Genome-wide analysis of microsatellite polymorphism in chicken circumventing the ascertainment bias

Mikael Brandström  1 Hans Ellegren
Affiliations

Genome-wide analysis of microsatellite polymorphism in chicken circumventing the ascertainment bias

Mikael Brandström et al. Genome Res. 2008 Jun.

Abstract

Studies of microsatellites evolution based on marker data almost inherently suffer from an ascertainment bias because there is selection for the most mutable and polymorphic loci during marker development. To circumvent this bias we took advantage of whole-genome shotgun sequence data from three unrelated chicken individuals that, when aligned to the genome reference sequence, give sequence information on two chromosomes from about one-fourth (375,000) of all microsatellite loci containing di- through pentanucleotide repeat motifs in the chicken genome.
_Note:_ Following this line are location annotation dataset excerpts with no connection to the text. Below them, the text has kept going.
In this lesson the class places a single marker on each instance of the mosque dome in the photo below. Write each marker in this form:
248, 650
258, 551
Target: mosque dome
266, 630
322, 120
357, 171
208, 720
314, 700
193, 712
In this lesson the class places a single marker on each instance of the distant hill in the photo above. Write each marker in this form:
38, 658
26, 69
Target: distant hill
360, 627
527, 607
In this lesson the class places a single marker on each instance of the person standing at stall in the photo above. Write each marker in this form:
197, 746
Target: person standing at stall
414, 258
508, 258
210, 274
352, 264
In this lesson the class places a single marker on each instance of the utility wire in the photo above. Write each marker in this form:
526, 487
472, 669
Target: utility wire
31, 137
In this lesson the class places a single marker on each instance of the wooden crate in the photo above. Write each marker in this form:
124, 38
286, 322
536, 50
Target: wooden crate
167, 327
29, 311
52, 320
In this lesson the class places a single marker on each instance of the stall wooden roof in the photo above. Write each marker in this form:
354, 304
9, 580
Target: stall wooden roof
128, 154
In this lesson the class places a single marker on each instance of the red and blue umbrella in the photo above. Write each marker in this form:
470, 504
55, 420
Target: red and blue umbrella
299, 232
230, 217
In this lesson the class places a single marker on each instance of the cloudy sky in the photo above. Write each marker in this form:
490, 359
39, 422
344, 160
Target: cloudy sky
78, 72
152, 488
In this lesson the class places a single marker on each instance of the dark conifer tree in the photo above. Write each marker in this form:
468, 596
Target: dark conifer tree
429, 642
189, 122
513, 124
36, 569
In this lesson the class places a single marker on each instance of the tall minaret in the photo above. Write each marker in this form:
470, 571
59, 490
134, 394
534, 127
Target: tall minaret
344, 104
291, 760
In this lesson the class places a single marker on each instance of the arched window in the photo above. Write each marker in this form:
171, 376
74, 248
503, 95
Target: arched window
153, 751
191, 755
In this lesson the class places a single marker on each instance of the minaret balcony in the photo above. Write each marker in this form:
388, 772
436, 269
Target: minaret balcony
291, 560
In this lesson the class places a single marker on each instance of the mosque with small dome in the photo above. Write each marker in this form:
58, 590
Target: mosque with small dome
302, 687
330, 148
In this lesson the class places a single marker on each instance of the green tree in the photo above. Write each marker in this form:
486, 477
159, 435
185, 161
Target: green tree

Polymorphism is seen at loci with as few as five repeat units, and the proportion of dimorphic loci then increases to 50% for sequences with approximately 10 repeat units, to reach a maximum of 75%-80% for sequences with 15 or more repeat units. For any given repeat length, polymorphism increases with decreasing GC content of repeat motifs for dinucleotides, nonhairpin-forming trinucleotides, and tetranucleotides. For trinucleotide repeats which are likely to form hairpin structures, polymorphism increases with increasing GC content, indicating that the relative stability of hairpins affects the rate of replication slippage. For any given repeat length, polymorphism is significantly lower for imperfect compared to perfect repeats and repeat interruptions occur in >15% of loci. However, interruptions are not randomly distributed within repeat arrays but are preferentially located toward the ends. There is negative correlation between microsatellite abundance and single nucleotide polymorphism (SNP) density, providing large-scale genomic support for the hypothesis that equilibrium microsatellite distributions are governed by a balance between rate of replication slippage and rate of point mutation.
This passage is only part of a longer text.